Mortgage applications increased 1.5 percent from one week earlier
WASHINGTON, D.C. (February 26, 2020) – Mortgage applications increased 1.5 percent from one week earlier, according to data from the Mortgage Bankers Association’s (MBA) Weekly Mortgage Applications Survey for the week ending February 21, 2020. This week’s results include an adjustment for the Washington Birthday (Presidents’ Day) Holiday.
The Market Composite Index, a measure of mortgage loan application volume, increased 1.5 percent on a seasonally adjusted basis from one week earlier. On an unadjusted basis, the Index decreased 7 percent compared with the previous week. The Refinance Index decreased 1 percent from the previous week and was 152 percent higher than the same week one year ago. The seasonally adjusted Purchase Index increased 6 percent from one week earlier. The unadjusted Purchase Index decreased 1 percent compared with the previous week and was 10 percent higher than the same week one year ago.
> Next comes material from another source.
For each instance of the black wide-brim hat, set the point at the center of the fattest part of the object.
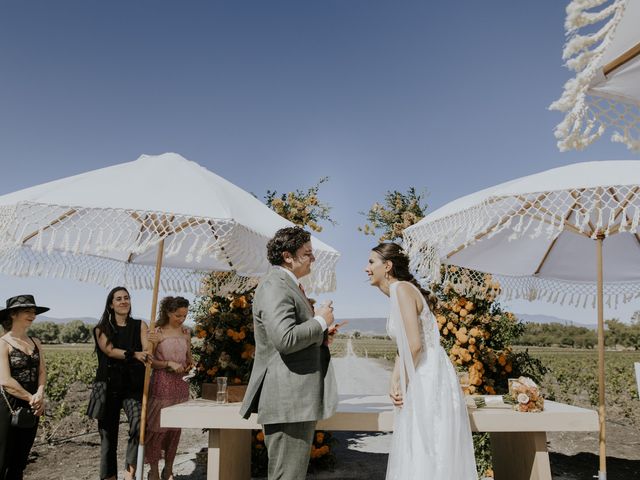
(22, 301)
“Last week appears to have been the calm before the storm. Weaker readings on economic growth caused a slight drop in mortgage rates, bringing them back to their level two weeks ago, but applications overall moved 1.5 percent higher,” said Mike Fratantoni, MBA’s Senior Vice President and Chief Economist. “Refinance applications for conventional loans dropped a bit, but FHA refinances increased more than 22 percent. Purchase volume remained strong, supported both by low rates and the increased pace of construction over the past few months. With housing supply at low levels, new inventory is a positive development for prospective homebuyers.”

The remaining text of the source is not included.